Le pape, pressé par les libéraux et les patriotes, demandait des fusils à la France pour armer ses gardes civiques, et Louis-Philippe lui en envoyait. Les troupes autrichiennes, alors, entraient dans les États de l’Église et occupaient Ferrare. À cette violation des traités de 1815, Guizot répondit en envoyant le prince Joinville avec une forte escadre croiser sur la côte de Civita-Vecchia, pour assurer au pape la protection qui lui était due. Alors on négocia. Metternich ne voulait pas la guerre. Guizot la voulait encore moins. Les troupes autrichiennes évacuèrent Ferrare et la France rappela le prince de Joinville. Ces actes affaiblirent un peu la critique de l’opposition. Cependant Thiers, Mauguin, Odilon Barrot, Lamartine purent reprocher au gouvernement son impudent hommage à la « modération » de l’Autriche acharnée à rétablir le pouvoir absolu dans les petits États d’Italie.

Bresson, notre ambassadeur à Naples, ayant critiqué l’abandon par la France des libéraux italiens après les avoir encouragés par les remontrances qu’elle adressait aux princes absolutistes, reçut de Louis-Philippe un blâme si rude, qu’il ne put le supporter et se suicida. Le prince de Joinville, douloureusement impressionné par cette mort, écrivit à son frère, le duc de Nemours, une lettre où la politique personnelle de leur père, toute de réaction et de perfidie, était jugée avec sévérité et inquiétude.

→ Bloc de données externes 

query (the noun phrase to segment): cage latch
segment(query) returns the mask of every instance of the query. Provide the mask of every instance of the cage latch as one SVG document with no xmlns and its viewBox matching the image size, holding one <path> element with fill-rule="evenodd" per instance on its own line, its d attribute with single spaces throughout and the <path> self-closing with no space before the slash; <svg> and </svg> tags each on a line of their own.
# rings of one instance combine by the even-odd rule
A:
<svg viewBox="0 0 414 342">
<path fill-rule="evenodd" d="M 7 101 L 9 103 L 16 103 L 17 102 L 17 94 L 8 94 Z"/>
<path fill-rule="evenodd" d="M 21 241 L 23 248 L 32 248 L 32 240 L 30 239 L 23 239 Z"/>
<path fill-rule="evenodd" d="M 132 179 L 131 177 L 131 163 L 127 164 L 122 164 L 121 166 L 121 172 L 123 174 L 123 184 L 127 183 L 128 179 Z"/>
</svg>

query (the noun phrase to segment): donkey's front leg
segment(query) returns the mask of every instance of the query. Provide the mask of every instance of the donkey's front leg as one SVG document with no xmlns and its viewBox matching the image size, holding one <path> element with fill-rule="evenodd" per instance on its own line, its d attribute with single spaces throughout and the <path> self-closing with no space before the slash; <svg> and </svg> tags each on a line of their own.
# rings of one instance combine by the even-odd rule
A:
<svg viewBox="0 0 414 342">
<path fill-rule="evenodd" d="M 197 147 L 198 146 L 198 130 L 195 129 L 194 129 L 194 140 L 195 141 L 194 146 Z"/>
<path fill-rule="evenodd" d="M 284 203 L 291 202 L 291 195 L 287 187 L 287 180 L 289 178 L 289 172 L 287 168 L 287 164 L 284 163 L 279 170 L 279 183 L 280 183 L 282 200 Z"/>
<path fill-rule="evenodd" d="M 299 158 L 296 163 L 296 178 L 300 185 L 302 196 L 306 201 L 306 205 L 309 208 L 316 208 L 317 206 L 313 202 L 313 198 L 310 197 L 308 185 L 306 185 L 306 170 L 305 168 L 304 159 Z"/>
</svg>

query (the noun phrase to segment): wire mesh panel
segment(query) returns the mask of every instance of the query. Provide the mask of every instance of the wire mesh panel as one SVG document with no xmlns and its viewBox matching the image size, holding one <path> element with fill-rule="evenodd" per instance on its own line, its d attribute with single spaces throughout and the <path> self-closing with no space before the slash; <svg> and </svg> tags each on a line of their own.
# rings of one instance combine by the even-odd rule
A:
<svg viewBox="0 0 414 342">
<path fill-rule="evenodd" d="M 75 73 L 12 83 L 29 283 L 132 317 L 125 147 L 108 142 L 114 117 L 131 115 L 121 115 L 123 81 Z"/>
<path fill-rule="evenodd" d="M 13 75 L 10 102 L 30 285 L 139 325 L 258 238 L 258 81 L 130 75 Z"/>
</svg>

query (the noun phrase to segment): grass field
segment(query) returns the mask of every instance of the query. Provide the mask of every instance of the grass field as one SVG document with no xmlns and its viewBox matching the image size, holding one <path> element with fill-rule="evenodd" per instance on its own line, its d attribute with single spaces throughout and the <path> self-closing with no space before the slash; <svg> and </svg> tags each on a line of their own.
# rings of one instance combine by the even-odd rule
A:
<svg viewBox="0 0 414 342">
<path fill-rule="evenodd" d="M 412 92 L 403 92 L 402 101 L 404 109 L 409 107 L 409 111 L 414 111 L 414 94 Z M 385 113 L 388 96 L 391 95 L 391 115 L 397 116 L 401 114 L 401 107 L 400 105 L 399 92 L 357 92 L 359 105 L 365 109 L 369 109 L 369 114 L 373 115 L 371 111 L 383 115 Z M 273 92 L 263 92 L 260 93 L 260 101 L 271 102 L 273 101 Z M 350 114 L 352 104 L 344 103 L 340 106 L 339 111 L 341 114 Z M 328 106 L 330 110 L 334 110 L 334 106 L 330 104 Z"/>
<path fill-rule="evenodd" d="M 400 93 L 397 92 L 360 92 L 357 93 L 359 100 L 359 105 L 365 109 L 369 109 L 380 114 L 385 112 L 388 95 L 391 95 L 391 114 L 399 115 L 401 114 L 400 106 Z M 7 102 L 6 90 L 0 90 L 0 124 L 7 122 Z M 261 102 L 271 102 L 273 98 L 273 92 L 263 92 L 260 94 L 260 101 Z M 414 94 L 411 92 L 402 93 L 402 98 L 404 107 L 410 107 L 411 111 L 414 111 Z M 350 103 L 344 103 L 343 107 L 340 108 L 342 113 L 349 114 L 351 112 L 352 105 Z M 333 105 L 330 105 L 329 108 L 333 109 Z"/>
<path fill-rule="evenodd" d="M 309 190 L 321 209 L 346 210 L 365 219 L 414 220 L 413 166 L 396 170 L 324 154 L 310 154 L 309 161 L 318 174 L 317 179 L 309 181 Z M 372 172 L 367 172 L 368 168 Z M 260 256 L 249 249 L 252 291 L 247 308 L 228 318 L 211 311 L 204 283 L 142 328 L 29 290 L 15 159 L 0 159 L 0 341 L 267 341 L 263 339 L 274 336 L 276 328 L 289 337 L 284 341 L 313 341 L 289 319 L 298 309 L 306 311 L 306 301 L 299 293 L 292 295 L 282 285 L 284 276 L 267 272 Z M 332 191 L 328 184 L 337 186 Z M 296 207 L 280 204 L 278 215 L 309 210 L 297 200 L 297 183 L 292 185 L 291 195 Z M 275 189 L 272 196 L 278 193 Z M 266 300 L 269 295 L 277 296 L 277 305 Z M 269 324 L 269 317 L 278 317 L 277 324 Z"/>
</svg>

« Le roi est inflexible, disait Joinville dans cette lettre, il n’écoute plus aucun avis ; il faut que sa volonté l’emporte sur tout… Il n’y a plus de ministres ; leur responsabilité est nulle ; tout remonte au roi. Le roi est arrivé à un âge auquel on n’accepte plus les observations : il est habitué à gouverner ; il aime à montrer que c’est lui qui gouverne… Nous arrivons devant les Chambres avec une détestable situation intérieure et, à l’extérieur, une situation qui n’est pas meilleure. Tout cela est l’œuvre du roi seul, le résultat de la vieillesse d’un roi qui veut gouverner, mais à qui les forces manquent pour prendre une résolution virile. »

Le régent éventuel, à qui ces craintes et ces reproches étaient confiés, ne les entendait pas pour la première fois. Quatre ans auparavant, lors de sa visite au Mans, Trouvé-Chauvel, maire de cette ville, député modéré et ancien préfet de police, lui avait rappelé qu’il devait, « par ses tendances comme par son âge, appartenir à la jeune génération », et « accepter les institutions représentatives », car « les révolutions ne doivent pas placer un peuple au-dessous de ce qu’il était, alors qu’il obéissait aux volontés absolues des rois ». Ce langage avait alors choqué le jeune prince, qui ne s’était pas opposé à la destitution de celui qui le lui avait tenu. Sans doute accueillit-il avec plus d’attention les avis de son frère. Mais il était trop tard, et, d’ailleurs, il ne pouvait rien.

Cette année 1847 finit par un événement qui assurait la conquête matérielle de l’Algérie. Abd-el-Kader, pressé par les troupes du duc d’Aumale, s’était rendu, après avoir vainement tenté de conquérir le Maroc, tandis que Bugeaud entreprenait la conquête de la Grande-Kabylie. Le ministère fit grand bruit de cette reddition du plus dangereux adversaire armé de la France en Algérie. Il ne nous restait plus qu’à en conquérir les habitants. Il y a près de soixante ans que l’émir a déposé les armes, et cette conquête n’est pas encore achevée.